Radiosensitization of NET cells by HSP90 inhibitor ganetespib is mediated through pleiotropic stress responses

Background: Peptide receptor radionuclide therapy (PRRT) employing [¹⁷⁷Lu]Lu-[DOTA-Tyr³]octreotate has been established as treatment for patients with metastatic neuroendocrine tumors (NETs) that overexpress the somatostatin receptor (SSTR). While PRRT improves survival and quality of life, curative responses remain rare. One way to enhance PRRT efficacy is to combine it with radiosensitizing agents such as heat shock protein 90 (HSP90) inhibitors. HSP90 is a highly conserved molecular chaperone essential for the maturation and stabilization of over a hundred proteins, including proteins involved in the DNA damage response and oncogenic signaling. HSP90-inhibition has been shown to potentiate PRRT, however the mechanism behind this radiosensitizing effect remains unknown. This study aimed to elucidate mechanisms involved in the radiosensitizing effect of HSP90 inhibition. Results: The radiosensitizing effect of HSP90 inhibitor ganetespib in the context of PRRT and external beam radiotherapy (EBRT) was tested using viability assays for NET cell models GOT1 and BON1-SSTR2. Ganetespib significantly enhanced radiation-induced cytotoxicity in both models.
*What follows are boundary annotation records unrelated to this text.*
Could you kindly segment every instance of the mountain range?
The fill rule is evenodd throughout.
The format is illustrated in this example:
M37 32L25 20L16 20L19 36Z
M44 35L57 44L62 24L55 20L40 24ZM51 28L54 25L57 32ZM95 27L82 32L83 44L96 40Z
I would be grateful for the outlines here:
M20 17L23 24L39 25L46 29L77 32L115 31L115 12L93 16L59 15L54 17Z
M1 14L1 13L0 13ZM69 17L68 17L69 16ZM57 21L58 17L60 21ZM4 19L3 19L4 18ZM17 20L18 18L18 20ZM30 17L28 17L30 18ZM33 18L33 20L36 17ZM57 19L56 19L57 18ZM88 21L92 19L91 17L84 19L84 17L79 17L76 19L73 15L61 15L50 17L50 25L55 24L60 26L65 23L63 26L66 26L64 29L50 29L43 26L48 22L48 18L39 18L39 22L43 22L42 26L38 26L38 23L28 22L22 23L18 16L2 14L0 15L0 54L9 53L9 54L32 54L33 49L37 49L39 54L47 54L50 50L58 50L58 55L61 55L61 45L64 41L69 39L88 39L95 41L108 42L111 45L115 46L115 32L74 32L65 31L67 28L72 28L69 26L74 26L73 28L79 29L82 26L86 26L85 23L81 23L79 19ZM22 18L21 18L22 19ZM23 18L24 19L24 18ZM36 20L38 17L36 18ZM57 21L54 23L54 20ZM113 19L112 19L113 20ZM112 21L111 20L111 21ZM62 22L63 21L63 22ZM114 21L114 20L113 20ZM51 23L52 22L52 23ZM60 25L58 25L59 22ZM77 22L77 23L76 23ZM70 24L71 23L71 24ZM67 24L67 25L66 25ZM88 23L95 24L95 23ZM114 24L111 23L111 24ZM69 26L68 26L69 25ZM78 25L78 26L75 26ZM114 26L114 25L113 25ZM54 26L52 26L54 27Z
To explore underlying mechanisms, we assessed DNA double-strand break (DSB) repair by quantifying 53BP1 foci numbers, and functionally evaluated DSB repair pathways by RAD51 foci quantification and end-joining assay. Although HSP90 inhibition reduced RAD51 foci numbers, its effect on non-homologous end joining and overall DSB persistence was limited. Finally, potential DSB repair-independent mechanisms of radiosensitization were assessed for GOT1 cells using RNA sequencing. Transcriptomic analysis revealed enrichment of pathways related to loss of HSP90 function, such as protein folding and response to heat stress, following combination treatment. This was consistent with effects observed after HSP90 inhibitor monotherapy. Conclusions: Given the lack of significant effects on direct DNA repair or transcriptomic responses, our findings suggest that HSP90 inhibition radiosensitizes NET cells by inducing a pleiotropic effect on multiple stress-related pathways at the protein level, rather than solely through disruption of DNA damage response mechanisms. This effect is likely driven by loss of HSP90 function and subsequent cumulated unfolded protein and proteotoxic stress.